The US is gradually increasing First Nation visibility on its roads through multilingual road signs. This is happening as more people from Native groups join a growing push to feature Indigenous translations on road signs local to them, as AP reports.
Sage Brook Carbone’s personal road map
AP spotlights Sage Brook Carbone, a citizen of the Northern Narragansett Indian Tribe of Rhode Island, who is also of Italian heritage. She experienced a lightbulb moment at a powwow celebration at the Mashantucket Western Pequot reservation in Connecticut a few years ago, when signs in the Pequot language caught her eye. Why not see if she could ask civic officials in Cambridge, Massachusetts, where she’s lived for most of her life, to add Native American translations to city street signs too, she thought. She felt motivated too because while the city included multiple names and places acknowledging her Italian heritage, very few historical markers paid tribute to her American Indian one, as GGBH News explains.

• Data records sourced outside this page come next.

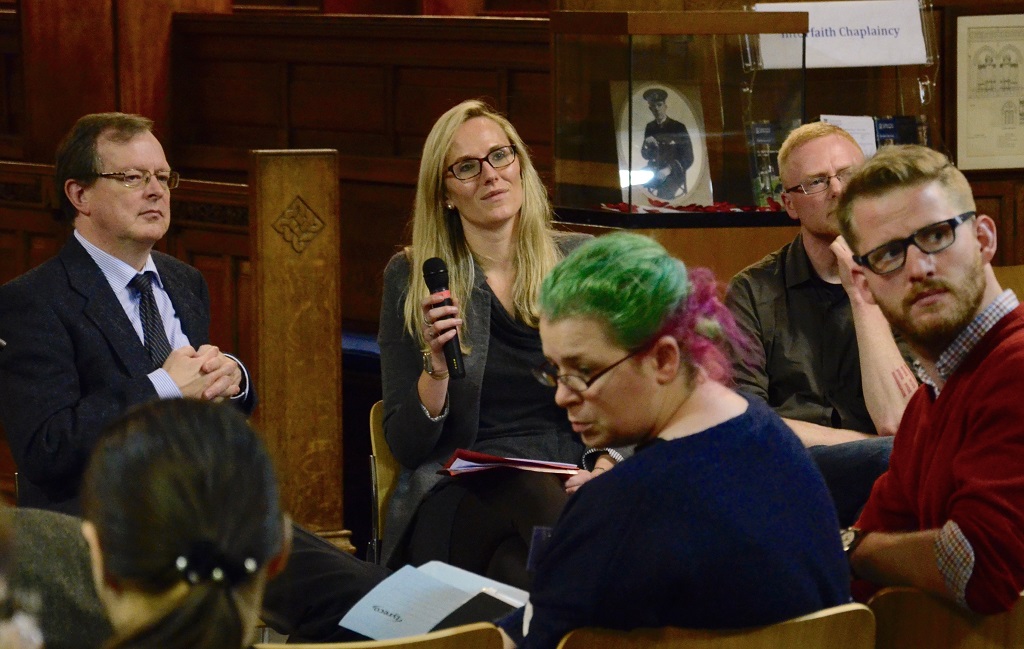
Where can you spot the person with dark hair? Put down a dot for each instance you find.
(667, 147)
(184, 526)
(948, 515)
(480, 206)
(86, 342)
(720, 519)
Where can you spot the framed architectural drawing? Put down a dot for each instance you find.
(989, 95)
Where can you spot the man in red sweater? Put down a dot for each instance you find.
(948, 515)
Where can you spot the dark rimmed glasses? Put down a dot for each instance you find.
(472, 167)
(817, 184)
(548, 375)
(134, 178)
(932, 239)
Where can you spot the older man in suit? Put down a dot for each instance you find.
(84, 341)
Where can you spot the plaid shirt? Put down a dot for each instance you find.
(952, 550)
(951, 358)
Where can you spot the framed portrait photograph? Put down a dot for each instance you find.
(662, 144)
(989, 97)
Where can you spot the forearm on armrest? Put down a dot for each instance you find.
(817, 435)
(900, 559)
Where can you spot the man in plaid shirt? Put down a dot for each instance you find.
(948, 515)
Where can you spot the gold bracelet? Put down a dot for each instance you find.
(428, 366)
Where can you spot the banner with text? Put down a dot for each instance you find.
(851, 34)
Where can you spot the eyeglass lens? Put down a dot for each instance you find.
(818, 184)
(133, 178)
(472, 167)
(931, 239)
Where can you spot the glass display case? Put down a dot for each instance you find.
(667, 119)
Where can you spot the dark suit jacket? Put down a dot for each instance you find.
(74, 362)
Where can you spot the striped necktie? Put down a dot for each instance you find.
(153, 325)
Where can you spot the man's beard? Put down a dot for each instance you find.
(935, 336)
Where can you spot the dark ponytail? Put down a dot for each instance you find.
(183, 490)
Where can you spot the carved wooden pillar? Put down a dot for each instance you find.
(295, 244)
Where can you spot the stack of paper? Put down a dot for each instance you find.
(463, 461)
(434, 596)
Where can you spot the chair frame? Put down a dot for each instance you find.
(384, 471)
(909, 617)
(853, 622)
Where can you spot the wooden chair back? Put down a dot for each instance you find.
(908, 618)
(475, 636)
(849, 625)
(384, 470)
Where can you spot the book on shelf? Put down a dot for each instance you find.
(465, 461)
(763, 140)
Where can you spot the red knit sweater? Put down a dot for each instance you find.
(961, 457)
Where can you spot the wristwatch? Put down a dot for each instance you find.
(851, 538)
(428, 366)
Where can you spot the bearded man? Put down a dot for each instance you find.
(948, 515)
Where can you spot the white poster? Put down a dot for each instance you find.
(989, 100)
(851, 34)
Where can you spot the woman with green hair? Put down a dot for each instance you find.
(720, 519)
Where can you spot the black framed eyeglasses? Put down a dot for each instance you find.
(134, 178)
(548, 375)
(930, 240)
(472, 167)
(817, 184)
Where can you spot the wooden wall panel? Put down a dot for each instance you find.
(92, 55)
(54, 97)
(369, 87)
(143, 51)
(295, 242)
(11, 86)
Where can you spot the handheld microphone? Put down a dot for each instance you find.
(435, 274)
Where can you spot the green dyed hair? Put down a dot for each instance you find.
(627, 282)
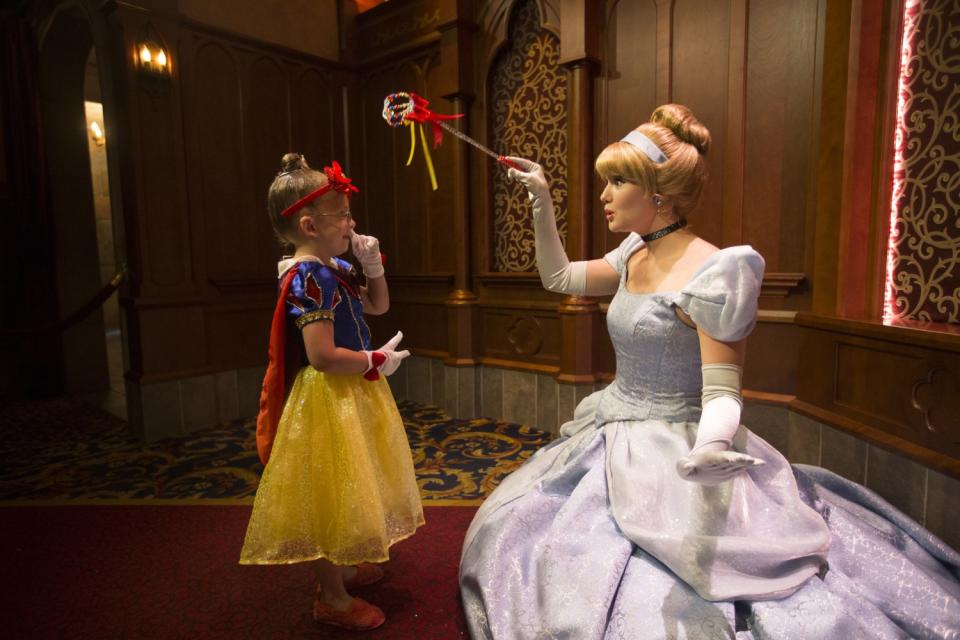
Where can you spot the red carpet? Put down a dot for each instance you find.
(167, 572)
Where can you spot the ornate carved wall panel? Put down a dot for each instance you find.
(527, 116)
(926, 240)
(518, 334)
(900, 385)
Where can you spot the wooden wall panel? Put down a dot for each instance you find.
(317, 123)
(780, 99)
(233, 332)
(626, 91)
(700, 81)
(266, 127)
(530, 336)
(902, 386)
(214, 118)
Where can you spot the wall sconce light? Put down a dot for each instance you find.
(97, 133)
(152, 59)
(153, 64)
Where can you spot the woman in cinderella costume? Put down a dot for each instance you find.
(656, 515)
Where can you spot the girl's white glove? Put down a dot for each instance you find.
(557, 273)
(367, 251)
(710, 461)
(384, 360)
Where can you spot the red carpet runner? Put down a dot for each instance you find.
(168, 572)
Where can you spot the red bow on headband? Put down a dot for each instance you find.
(421, 114)
(336, 181)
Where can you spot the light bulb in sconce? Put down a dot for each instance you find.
(97, 133)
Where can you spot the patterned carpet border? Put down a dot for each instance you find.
(66, 451)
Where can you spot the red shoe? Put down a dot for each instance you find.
(359, 616)
(366, 574)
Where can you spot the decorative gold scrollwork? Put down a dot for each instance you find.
(525, 335)
(528, 118)
(926, 233)
(937, 397)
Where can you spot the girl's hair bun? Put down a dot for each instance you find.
(292, 162)
(681, 121)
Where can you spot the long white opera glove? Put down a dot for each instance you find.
(710, 461)
(384, 360)
(557, 273)
(367, 251)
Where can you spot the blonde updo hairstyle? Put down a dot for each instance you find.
(295, 180)
(683, 139)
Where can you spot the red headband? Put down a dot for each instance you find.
(336, 181)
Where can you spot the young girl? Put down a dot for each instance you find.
(338, 486)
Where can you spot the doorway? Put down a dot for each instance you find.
(77, 147)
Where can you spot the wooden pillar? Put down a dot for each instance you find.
(579, 53)
(462, 304)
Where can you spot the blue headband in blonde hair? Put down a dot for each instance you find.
(646, 145)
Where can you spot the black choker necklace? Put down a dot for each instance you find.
(656, 235)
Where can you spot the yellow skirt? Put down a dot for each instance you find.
(340, 482)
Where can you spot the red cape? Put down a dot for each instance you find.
(282, 353)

Carbone’s plan has now been approved by local residents, and will launch with about 80 signs in the language of the Massachusett Tribe, one that British settlers encountered when they arrived in America.
As The Harvard Crimson details, this project, part of the city’s African American and Indigenous Peoples Historical Reckoning Project, will be enhanced by a supporting website giving locals and passersby access to audio of road sign pronunciations and cultural context about the history of the Massachusett people in Cambridge. This is a city that the Native people who once lived in the region called “Anmoughcawgen”, as GGBH News reports. While Indigenous translations are commonly found in reservations, this represents a milestone as, says Carbone to The Harvard Crimson, “This is the first time that — in any of our research — I found that the signs are being put on municipal city land.”
Carborne was one of several people in an assembled advisory group of locals and experts who volunteered to choose the language, context and locations of the signage.
A movement with some fits and starts along the way
Carbone sees these bilingual road signs as a great chance to include Native language with the basic terms that all locals are familiar with in the city. But more broadly, this is part of a movement highlighting Native American communities and their sovereignty, that takes in an attempt to revive their languages. It also facilitates debates on hot topics like discrimination and Indigenous representation in political processes.
The efforts to incorporate Indigenous culture into everyday life in this way have not always enjoyed a smooth ride, however. Carborne has been critical of the extended wait time needed for the approved project to be realized, and that Indigenous Peoples’ Day which happens in October each year, isn’t consistently celebrated.
As AP details, there has been some pushback from people living in some areas globally in which multilingual road signs honoring indigenous culture languages have been implemented. In New Zealand, for instance, a new government has undermined plans by transportation officials to introduce 94 dual language road signs featuring the indigenous Maori language to help revitalize it. Thousands of local government supporters, already irked by the growing use of Maori words by government agencies, wrote in to oppose these road sign plans claiming that they could confuse drivers.
In Cambridge, Carborne sees this road signs project, which, she excitedly points out, will add Indigenous words to everyday commutes, to be just the start of several reforms reconnecting the area with its First Nation roots. She also hopes that this initiative will reverse what she sees as a lack of city-wide programming recognizing Indigenous residents of her city.